Depois de vários meses indo, mas com total indiferença, um dia Manuel começou a ouvir o que o padre dizia, e gostou. " Este cara tem um bom método, porque primeiro lê o Evangelho e depois o explica." No outro domingo começou a pensar que o que se dizia ali era interessante e podia ser aplicado. "Eram conselhos para a vida. De fato, não sabia porque, mas costumava entrar na Missa angustiado pelo estado de meu pai e saía consolado. Uma coisa um pouco estranha...".

De fato, não sabia porque, mas costumava entrar na Missa angustiado pelo estado de meu pai e saía consolado. Uma coisa um pouco estranha...

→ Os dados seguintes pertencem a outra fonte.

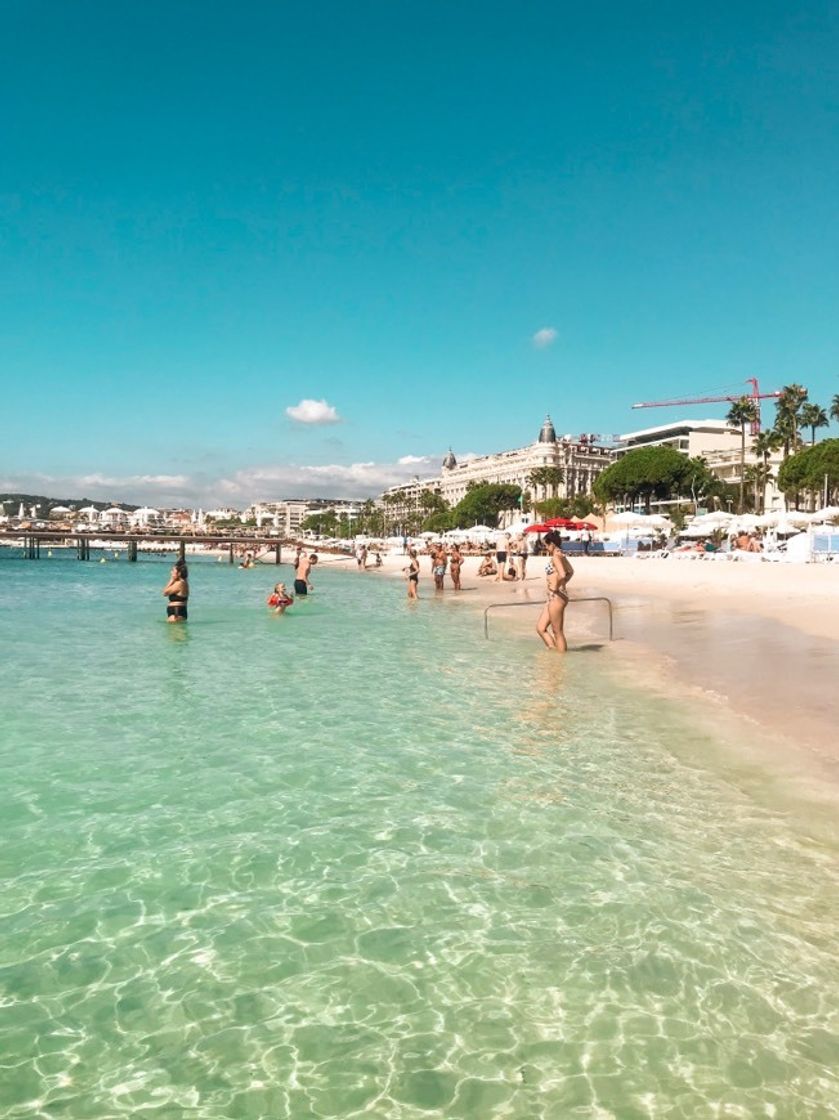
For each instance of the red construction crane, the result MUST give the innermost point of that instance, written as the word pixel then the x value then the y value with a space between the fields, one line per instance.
pixel 755 395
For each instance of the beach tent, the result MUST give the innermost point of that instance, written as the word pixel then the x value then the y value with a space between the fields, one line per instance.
pixel 628 518
pixel 827 513
pixel 518 526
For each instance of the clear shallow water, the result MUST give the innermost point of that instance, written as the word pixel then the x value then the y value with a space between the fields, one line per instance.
pixel 359 862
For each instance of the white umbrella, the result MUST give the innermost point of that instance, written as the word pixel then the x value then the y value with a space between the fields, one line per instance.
pixel 745 521
pixel 782 521
pixel 828 513
pixel 695 530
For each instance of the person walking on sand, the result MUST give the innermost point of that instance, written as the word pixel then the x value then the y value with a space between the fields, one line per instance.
pixel 412 574
pixel 455 565
pixel 502 547
pixel 521 552
pixel 558 572
pixel 177 589
pixel 440 560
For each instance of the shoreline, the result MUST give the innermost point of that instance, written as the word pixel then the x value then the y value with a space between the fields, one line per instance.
pixel 753 643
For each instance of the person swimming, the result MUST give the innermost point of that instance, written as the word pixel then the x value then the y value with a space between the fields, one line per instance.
pixel 177 590
pixel 279 599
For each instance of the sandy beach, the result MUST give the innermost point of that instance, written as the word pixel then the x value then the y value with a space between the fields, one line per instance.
pixel 756 641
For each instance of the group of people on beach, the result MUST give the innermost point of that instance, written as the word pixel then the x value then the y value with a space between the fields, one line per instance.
pixel 550 625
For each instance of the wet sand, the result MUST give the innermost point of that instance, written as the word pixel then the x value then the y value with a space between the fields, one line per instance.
pixel 757 641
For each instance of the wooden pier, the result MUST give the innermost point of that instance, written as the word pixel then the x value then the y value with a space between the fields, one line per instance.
pixel 34 538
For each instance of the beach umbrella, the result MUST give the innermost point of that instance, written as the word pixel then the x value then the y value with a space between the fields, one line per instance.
pixel 695 530
pixel 827 513
pixel 745 521
pixel 628 518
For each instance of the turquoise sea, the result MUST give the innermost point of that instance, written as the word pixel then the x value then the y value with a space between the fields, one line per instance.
pixel 357 861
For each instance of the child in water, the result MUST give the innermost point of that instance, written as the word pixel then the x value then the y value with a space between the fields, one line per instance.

Começou a concordar com o que ouvia na Missa, tanto que chegou a ter um certo sentido de penitência. "Comecei a lembrar que eu também era cristão: também sou batizado, e isso é minha cultura. Até que chegou um momento em que pensei que era bobo por estar ali sentado sem fazer nada". E decidiu que agora era coerente voltar a praticar, a se confessar, a comungar...

Tinham passado 4 anos desde que começou a ir à Missa com seus pais.

O primeiro passo foi contar à sua mulher que, ainda que nunca tivesse se declarado ateia, não praticava. "Já levávamos anos indo à Missa juntos, mas nunca tínhamos falado do tema. Tinha vergonha, mas acabou que ela pensava exatamente o mesmo e não sabia como me dizer."

O passo seguinte: procurar alguém de confiança para se confessar. Manuel se lembrou do colégio e do capelão de sua época. Um sacerdote que sabia o nome de todos os alunos, de seus irmãos, de seus pais... e que, graças ao carinho, era capaz de perguntar por cada um deles anos depois. Encontraram-no em uma casa dos Jesuítas em Madri e, como esperado, se lembrava deles e se alegrou muito ao saber o que tinha acontecido. "Os dois nos confessamos com ele e foi fácil porque nos ajudou muito. Eu me lembrava de que tinha que fazer algo como um exame de consciência, mas pouco mais que isso... Senti uma alegria muito profunda, não de dar saltos, por dentro."